Not Being Able To Accept ‘WHAT IS’.
Fighting against ‘what is’ is like rowing a boat upstream. So many of us can’t accept what happened in the past; can’t accept what someone said and did. Some of us find it hard to accept a situation we are in or how others feel towards us. And most of all, most of us find it hard to just accept ourselves as we are at this moment.
Not accepting is resisting ‘what is’. Only when you resist what happens are you at the mercy of what happens, and the world will determine your unhappiness and happiness.
Acceptance is not about being passive and just sitting back and doing nothing. As Eckhart Tolle says – ‘’the present moment is sometimes unacceptable, unpleasant, or awful. It is as it is. Observe how the mind labels it and how this labelling process, this continuous sitting in judgment, creates pain and unhappiness. By watching the mechanics of the mind, you step out of its resistance patterns, and you can then allow the present moment to be’.
In one of his video’s Eckhart Tolle with Oprah dissects the various aspects of stress, emphasizing that stress is caused by wanting something to be the way that it isn’t. This prompts Oprah to ask a critical question.
“How do you know if you’re supposed to accept [a stressful situation] or try to bring about change?”.
Tolle answers that we must determine if change is even possible — but before doing that, we must first accept the present exactly as it stands. “The basis for effective action is to come into an inner alignment with the ‘is-ness’ of this moment: This is how it is,” he says.
As an example, Tolle says to imagine that you are stuck in the mud. You may be angry about being stuck, or, he says, you may complain and adopt a victim mentality. “You become a victim in your own mind. ‘Why is this happening to me, always to me?'” he says. “Just look at the situation without labelling it: ‘This is where I am right now.'”
This acknowledgement, Tolle says, then gives way to enlightenment. “A greater intelligence arises because you become present with what is,” he explains.
Oprah presents another angle to help summarize Tolle’s point. “If you’re trying to resolve being stuck in the mud from that point of anger, you will always remain stuck in the mud,” she says. “I got that.”
Accept — then act. Whatever the present moment contains, accept it as if you had chosen it. Always work with it, not against it. Make it your friend and ally, not your enemy. This will miraculously transform your whole life.

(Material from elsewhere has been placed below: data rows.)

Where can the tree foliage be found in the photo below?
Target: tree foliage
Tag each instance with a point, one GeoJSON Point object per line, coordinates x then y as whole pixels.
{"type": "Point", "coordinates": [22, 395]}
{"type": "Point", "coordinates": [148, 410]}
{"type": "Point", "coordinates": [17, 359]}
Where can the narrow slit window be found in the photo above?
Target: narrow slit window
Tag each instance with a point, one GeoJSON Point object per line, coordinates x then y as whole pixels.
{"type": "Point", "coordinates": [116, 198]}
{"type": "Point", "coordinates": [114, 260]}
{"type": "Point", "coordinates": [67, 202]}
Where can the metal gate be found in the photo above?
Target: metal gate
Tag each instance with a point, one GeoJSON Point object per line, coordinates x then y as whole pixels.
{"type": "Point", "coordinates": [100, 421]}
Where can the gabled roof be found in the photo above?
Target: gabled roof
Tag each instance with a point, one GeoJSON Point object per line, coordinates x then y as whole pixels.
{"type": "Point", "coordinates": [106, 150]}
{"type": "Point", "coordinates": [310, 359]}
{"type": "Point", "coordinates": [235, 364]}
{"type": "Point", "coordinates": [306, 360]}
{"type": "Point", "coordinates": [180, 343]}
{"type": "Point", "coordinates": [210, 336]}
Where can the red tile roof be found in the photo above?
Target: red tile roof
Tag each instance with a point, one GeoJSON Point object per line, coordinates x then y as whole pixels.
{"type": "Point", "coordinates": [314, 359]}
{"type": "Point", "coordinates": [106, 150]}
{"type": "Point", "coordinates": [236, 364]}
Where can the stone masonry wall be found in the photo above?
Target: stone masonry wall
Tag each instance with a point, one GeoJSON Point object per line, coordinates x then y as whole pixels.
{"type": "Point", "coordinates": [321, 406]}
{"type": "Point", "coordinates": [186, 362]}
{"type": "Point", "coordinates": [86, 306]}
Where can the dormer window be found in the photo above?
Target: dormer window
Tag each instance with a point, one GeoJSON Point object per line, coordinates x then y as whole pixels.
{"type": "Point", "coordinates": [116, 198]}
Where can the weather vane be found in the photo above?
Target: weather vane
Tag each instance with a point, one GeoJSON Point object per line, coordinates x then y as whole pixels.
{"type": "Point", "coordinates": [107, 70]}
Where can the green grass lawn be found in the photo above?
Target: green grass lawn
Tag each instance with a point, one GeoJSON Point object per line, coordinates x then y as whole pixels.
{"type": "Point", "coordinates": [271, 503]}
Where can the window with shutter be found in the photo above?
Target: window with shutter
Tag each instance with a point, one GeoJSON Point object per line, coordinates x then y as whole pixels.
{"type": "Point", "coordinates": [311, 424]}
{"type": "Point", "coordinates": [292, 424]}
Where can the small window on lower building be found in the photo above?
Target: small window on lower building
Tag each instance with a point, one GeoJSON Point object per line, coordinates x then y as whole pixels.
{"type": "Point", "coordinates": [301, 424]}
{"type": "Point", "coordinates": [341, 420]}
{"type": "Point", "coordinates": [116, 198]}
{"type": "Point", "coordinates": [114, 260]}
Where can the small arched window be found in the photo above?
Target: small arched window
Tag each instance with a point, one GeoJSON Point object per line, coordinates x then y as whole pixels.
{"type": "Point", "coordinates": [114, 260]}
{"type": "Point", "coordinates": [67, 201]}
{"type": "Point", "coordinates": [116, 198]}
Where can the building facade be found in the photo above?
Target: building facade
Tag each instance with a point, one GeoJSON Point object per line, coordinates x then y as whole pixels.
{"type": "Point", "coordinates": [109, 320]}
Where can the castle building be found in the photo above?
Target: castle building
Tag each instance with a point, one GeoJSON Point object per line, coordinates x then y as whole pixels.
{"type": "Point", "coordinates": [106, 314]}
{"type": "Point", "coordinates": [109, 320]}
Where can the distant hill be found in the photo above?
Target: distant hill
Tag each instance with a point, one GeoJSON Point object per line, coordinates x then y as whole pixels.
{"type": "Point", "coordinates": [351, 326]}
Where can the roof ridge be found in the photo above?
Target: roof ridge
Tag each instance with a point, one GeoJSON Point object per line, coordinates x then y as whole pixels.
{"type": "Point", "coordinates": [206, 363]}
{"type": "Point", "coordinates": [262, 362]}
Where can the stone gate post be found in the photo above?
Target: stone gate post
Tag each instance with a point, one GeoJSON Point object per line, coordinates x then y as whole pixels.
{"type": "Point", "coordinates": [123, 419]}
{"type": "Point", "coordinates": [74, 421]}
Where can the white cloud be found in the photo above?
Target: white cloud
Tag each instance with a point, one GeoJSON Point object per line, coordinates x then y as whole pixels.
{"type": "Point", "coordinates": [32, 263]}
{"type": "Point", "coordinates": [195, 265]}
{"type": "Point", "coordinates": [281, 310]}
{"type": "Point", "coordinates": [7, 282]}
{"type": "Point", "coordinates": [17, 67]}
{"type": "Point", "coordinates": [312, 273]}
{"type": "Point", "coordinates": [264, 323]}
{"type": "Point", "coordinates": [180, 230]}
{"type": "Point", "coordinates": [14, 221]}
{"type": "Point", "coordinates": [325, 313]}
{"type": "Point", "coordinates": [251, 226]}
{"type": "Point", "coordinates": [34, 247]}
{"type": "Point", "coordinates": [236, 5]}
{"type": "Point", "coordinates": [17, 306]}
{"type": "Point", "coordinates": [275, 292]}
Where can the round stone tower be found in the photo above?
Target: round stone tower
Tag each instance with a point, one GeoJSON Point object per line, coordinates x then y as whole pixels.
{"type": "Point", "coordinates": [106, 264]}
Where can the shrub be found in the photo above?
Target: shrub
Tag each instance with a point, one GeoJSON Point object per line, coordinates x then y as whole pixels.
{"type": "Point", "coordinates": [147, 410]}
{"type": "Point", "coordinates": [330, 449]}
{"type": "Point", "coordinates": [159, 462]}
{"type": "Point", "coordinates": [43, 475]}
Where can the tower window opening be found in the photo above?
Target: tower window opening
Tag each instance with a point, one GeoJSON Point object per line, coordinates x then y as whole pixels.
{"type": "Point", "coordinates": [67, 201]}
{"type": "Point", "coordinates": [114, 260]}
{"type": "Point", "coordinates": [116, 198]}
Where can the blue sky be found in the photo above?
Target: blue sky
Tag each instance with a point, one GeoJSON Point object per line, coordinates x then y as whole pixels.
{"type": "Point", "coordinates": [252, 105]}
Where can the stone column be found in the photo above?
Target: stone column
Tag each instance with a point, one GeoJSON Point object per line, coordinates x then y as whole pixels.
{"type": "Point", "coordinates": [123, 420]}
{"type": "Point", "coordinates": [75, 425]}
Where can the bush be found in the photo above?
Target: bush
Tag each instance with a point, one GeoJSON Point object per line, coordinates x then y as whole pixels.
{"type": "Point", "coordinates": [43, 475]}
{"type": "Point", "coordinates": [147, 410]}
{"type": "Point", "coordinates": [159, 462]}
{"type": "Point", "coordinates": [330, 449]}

The importance of acceptance and surrender helps you get into a place where you embrace the present moment as it is. Not because you no longer care about yourself or your life, but because you understand that by accepting and surrendering to ‘what is’, you find peace of mind. And from that peaceful state you can make better decisions and create a better life for yourself.
Whatever you are feeling or experiencing in this moment ‘accept it’. I always have an internal mantra going on in my head whenever I feel stress, fear, anxiety or I am trying to control what is out of my control. I just repeat to myself ‘it is what it is’

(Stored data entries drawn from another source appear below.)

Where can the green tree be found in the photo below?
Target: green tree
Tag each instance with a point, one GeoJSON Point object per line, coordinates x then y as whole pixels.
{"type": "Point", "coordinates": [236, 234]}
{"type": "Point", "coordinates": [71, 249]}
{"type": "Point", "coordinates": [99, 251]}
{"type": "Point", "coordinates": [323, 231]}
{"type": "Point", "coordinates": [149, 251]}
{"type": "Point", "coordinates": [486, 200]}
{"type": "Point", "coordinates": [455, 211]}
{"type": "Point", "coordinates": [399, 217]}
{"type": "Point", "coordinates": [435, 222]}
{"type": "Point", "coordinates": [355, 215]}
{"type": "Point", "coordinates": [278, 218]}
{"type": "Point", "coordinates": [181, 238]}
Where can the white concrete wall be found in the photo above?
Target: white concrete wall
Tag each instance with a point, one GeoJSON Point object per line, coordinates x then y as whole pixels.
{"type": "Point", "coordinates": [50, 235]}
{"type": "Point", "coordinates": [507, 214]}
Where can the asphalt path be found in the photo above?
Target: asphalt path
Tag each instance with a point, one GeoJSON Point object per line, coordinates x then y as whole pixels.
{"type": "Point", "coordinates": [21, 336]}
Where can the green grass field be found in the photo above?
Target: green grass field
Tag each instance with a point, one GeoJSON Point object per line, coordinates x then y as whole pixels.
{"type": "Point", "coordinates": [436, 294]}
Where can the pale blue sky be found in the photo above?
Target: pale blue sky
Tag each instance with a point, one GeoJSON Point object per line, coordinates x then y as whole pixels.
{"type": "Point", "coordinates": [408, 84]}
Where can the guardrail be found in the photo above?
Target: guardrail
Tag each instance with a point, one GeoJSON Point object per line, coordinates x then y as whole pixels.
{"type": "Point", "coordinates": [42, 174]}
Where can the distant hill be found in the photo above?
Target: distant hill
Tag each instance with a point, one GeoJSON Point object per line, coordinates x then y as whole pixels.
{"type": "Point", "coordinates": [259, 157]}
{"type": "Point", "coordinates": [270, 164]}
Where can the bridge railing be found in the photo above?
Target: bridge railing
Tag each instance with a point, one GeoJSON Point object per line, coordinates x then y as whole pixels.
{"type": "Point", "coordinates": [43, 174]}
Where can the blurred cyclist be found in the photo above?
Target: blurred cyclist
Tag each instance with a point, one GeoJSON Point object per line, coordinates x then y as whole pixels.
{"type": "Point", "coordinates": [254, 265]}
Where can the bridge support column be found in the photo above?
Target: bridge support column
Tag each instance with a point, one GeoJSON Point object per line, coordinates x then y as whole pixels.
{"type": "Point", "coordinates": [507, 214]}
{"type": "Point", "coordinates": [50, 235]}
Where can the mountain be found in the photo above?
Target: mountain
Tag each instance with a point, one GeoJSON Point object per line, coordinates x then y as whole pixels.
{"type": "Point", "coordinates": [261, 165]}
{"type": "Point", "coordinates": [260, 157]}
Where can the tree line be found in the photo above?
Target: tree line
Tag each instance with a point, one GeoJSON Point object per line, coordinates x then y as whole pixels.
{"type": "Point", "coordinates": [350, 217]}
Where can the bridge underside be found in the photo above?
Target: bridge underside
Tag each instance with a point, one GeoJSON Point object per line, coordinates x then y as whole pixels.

If you are struggling to accept what is, accept that you can’t accept ‘what is’!
Letting the ego run the show (Shadow-self)
We all carry an image of ourselves in our minds of who we are, what we are like, and what qualities we have. We form this sense of self through repeated experiences in the world with others and through self-reflection. In all cultures, developing a self-image is a normal part of socialization. Problems arise, however, when that self-image is negative, inaccurate, or even overly positive.

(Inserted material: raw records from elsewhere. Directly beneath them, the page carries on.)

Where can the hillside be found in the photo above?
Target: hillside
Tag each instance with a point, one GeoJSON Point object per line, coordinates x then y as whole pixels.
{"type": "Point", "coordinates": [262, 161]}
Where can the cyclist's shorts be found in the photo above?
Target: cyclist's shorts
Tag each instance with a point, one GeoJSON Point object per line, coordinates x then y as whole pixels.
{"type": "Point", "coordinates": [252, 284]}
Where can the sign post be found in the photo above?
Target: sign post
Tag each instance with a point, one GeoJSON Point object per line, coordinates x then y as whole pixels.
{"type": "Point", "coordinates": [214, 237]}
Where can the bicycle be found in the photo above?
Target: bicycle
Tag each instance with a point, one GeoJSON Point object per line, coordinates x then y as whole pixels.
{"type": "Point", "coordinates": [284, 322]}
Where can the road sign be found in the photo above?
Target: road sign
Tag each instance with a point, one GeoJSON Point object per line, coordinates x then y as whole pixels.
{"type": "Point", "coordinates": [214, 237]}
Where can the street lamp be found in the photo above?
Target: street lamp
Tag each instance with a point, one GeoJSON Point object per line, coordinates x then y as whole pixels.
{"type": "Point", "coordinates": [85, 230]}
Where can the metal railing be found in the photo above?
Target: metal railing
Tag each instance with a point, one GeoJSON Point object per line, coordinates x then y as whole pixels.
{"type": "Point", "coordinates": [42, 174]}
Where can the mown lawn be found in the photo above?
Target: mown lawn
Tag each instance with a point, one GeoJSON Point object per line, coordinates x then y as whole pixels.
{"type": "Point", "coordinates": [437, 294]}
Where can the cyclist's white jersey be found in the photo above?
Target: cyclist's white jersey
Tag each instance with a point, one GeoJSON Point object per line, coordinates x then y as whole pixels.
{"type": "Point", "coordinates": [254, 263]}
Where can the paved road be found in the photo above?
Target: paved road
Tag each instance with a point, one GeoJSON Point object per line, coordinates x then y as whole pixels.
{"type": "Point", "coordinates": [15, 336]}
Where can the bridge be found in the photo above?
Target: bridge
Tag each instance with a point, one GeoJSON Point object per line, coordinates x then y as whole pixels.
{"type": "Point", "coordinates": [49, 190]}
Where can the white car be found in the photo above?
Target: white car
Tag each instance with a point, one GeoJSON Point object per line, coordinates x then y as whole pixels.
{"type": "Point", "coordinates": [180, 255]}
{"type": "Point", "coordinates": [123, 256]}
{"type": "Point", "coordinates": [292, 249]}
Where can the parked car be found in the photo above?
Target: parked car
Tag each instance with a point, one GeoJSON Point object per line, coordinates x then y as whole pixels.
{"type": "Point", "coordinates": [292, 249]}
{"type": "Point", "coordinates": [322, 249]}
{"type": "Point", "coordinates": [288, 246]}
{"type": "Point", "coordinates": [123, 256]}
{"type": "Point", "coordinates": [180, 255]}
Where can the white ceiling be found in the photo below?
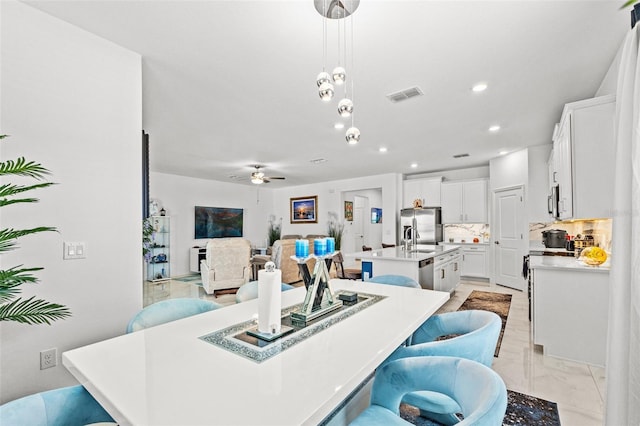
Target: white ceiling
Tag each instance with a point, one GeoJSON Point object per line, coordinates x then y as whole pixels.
{"type": "Point", "coordinates": [227, 84]}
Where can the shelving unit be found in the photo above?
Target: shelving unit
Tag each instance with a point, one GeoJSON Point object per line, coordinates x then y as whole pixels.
{"type": "Point", "coordinates": [158, 266]}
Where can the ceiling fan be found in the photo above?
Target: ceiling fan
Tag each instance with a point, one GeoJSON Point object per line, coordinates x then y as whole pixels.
{"type": "Point", "coordinates": [258, 176]}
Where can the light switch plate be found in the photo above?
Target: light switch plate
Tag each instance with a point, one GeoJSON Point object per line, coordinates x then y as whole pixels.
{"type": "Point", "coordinates": [74, 250]}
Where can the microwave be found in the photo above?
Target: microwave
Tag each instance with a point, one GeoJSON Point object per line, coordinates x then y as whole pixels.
{"type": "Point", "coordinates": [553, 202]}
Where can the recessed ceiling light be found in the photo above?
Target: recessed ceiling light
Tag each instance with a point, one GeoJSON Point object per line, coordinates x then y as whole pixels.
{"type": "Point", "coordinates": [479, 87]}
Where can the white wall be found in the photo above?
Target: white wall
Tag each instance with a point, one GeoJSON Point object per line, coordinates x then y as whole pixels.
{"type": "Point", "coordinates": [179, 195]}
{"type": "Point", "coordinates": [330, 199]}
{"type": "Point", "coordinates": [610, 80]}
{"type": "Point", "coordinates": [71, 101]}
{"type": "Point", "coordinates": [538, 183]}
{"type": "Point", "coordinates": [372, 231]}
{"type": "Point", "coordinates": [457, 174]}
{"type": "Point", "coordinates": [509, 170]}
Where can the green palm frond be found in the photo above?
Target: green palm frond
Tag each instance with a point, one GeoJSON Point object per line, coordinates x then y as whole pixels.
{"type": "Point", "coordinates": [12, 278]}
{"type": "Point", "coordinates": [33, 311]}
{"type": "Point", "coordinates": [8, 190]}
{"type": "Point", "coordinates": [8, 236]}
{"type": "Point", "coordinates": [21, 167]}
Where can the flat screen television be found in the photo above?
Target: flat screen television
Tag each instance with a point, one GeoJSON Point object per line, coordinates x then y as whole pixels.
{"type": "Point", "coordinates": [218, 222]}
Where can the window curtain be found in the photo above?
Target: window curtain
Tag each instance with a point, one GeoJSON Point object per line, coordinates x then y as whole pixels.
{"type": "Point", "coordinates": [623, 348]}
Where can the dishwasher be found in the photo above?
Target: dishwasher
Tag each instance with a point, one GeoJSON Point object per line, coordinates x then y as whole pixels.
{"type": "Point", "coordinates": [425, 273]}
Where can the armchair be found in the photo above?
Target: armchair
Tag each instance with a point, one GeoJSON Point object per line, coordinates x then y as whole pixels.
{"type": "Point", "coordinates": [227, 264]}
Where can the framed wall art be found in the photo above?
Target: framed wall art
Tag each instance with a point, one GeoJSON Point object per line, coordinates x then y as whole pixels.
{"type": "Point", "coordinates": [376, 215]}
{"type": "Point", "coordinates": [348, 211]}
{"type": "Point", "coordinates": [304, 209]}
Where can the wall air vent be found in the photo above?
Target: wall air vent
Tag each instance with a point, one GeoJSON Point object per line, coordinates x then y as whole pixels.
{"type": "Point", "coordinates": [405, 94]}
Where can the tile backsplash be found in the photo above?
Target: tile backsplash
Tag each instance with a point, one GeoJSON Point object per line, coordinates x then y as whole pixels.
{"type": "Point", "coordinates": [600, 230]}
{"type": "Point", "coordinates": [466, 231]}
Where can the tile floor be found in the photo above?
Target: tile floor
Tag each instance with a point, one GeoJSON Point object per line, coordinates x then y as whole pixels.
{"type": "Point", "coordinates": [577, 388]}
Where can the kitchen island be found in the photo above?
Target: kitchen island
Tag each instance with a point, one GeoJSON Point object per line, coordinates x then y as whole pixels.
{"type": "Point", "coordinates": [435, 267]}
{"type": "Point", "coordinates": [170, 375]}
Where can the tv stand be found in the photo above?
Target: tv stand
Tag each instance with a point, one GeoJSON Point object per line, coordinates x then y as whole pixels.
{"type": "Point", "coordinates": [196, 254]}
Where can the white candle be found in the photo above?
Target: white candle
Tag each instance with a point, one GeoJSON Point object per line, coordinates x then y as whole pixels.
{"type": "Point", "coordinates": [269, 302]}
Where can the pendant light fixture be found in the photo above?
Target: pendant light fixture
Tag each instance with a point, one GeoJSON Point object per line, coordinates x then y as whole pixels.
{"type": "Point", "coordinates": [338, 10]}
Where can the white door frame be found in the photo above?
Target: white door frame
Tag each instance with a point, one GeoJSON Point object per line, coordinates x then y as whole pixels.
{"type": "Point", "coordinates": [524, 241]}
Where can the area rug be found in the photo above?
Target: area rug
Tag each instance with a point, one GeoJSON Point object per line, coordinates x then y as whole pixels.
{"type": "Point", "coordinates": [522, 410]}
{"type": "Point", "coordinates": [493, 302]}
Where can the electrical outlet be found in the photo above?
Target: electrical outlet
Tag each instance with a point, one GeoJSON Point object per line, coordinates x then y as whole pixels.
{"type": "Point", "coordinates": [48, 358]}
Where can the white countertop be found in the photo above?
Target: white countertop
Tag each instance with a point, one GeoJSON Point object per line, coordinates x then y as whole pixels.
{"type": "Point", "coordinates": [565, 262]}
{"type": "Point", "coordinates": [166, 375]}
{"type": "Point", "coordinates": [468, 243]}
{"type": "Point", "coordinates": [416, 254]}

The ego is difficult to see, because it hides behind opinions that appear true – our attachment to descriptions of our identity. You can get a glimpse by noticing certain thoughts such as ‘I am so much better than you’ ‘They should be looking at me, not her’ ‘Oh I am so stupid’ ‘ Look how hard I am working making all these sacrifices’ . The easier way to spot the ego is by the trail of emotional reactions it leaves behind: Anger at a loved one, a need to be right, a feeling of insecurity in certain situations, feelings of jealousy that are unexplained, the need to impress someone, and so on. These emotions can be attributed to the false beliefs that comprise the ego and the ego feeds on drama.
The shadow refers to all aspects of yourself – including traits both ‘positive’ and ‘negative’ – that you have rejected, denied, disowned and pushed out of awareness and into your unconscious. Carl Jung the famous psychologist describes the shadow as ‘the person you would rather not be’.
The shadow is developed in early childhood e.g. we are taught as children to be one way and not another and have little choice in this. Boys may be taught not to cry and act tough, girls not to be assertive. Any quality or trait that was consistently suppressed by your parents or caregivers, or suppressed by you in response to your caregivers will have been rejected by you in order to maintain a sense of connection to them. Furthermore, as you mould yourself to survive and manage your life situation during childhood, you will also reject aspects that are incompatible with the image that you have for yourself. This behaviour is good, this is bad. This is acceptable, this is not.
Have you had sudden feelings of shame, guilt, or embarrassment pop out of nowhere? Have you been vexed about someone’s words or actions for days? Do you notice people who criticize others and they do exactly the same thing (much easier to see it in someone else). Have you criticized someone for doing exactly what you have done? Have you read in the paper of a spiritual leader opposed to homosexuality, pornography and so on, to find that he/she had been caught in a compromising position doing the exact thing he/she has condemned – This is the shadow.
Because we created the shadow through repression and suppression, we come face-to-face with the destructive results of those acts. For example we may have learned to suppress our anger but we have a tantrum or display passive aggressive behaviour.
We project the shadow. All projections come from the shadow. Shadow projection is an unconscious act which causes us to see our own shadow parts as though they belong to other people; as a result, we can deny those elements within ourselves in order to preserve a particular self-image…. a self-image which then becomes imaginary (and usually self-righteous).
Some people fear exploring the shadow’s elements because they misguidedly believe that the elements which they notice must be acted out and accepted into the self-image; however, a natural urge to punch an abusive person, for example, can be hidden (acknowledged but not enacted), and it does not make us a “violent person.”
If you are shy your shadow is bold. If you are social awkward your shadow is gregarious. Our confidence might be in the shadow because we consider ourselves to be inadequate. Our leadership ability might be in the shadow, because we don’t want to assume responsibility and we may act this shadow side out by continually criticizing our boss, upward bullying etc and at times creating unnecessary drama in our work environment.
The qualities you dislike or admire the most about a person may be a characteristic of your own shadow self. Of course, you may resist this truth with all your might because you’re strongly invested in denying this part of yourself.
As long as we deny the existence of certain traits in ourselves, we continue to perpetuate the myth that others have something we don’t possess. When we admire someone, it is an opportunity to find yet another aspect of ourselves. We have to take back our positive projections as well as our negative projections. We have to remove the plugs we’ve attached to others, turn them around, and plug them back into ourselves. Until we are able to retrieve our projections it is impossible for us to see our full potential and experience the totality of who we really are (The Dark Side of the Light Chasers by Debbie Ford (pp. 39-54).
Next time someone really irritates you or you have a need to gossip or criticise someone, ask yourself …’when have I behaved like that. Is there an aspect of myself that would like to behave like that?
I struggle with controlling people, because I like to be in control. Once I accepted this part of myself and embraced it, I could resist the need to be in control or get irritated by controlling people, and if the desire to compete with someone arises in me, I accept the feeling, change it or remove myself from the situation ( I don’t need the drama).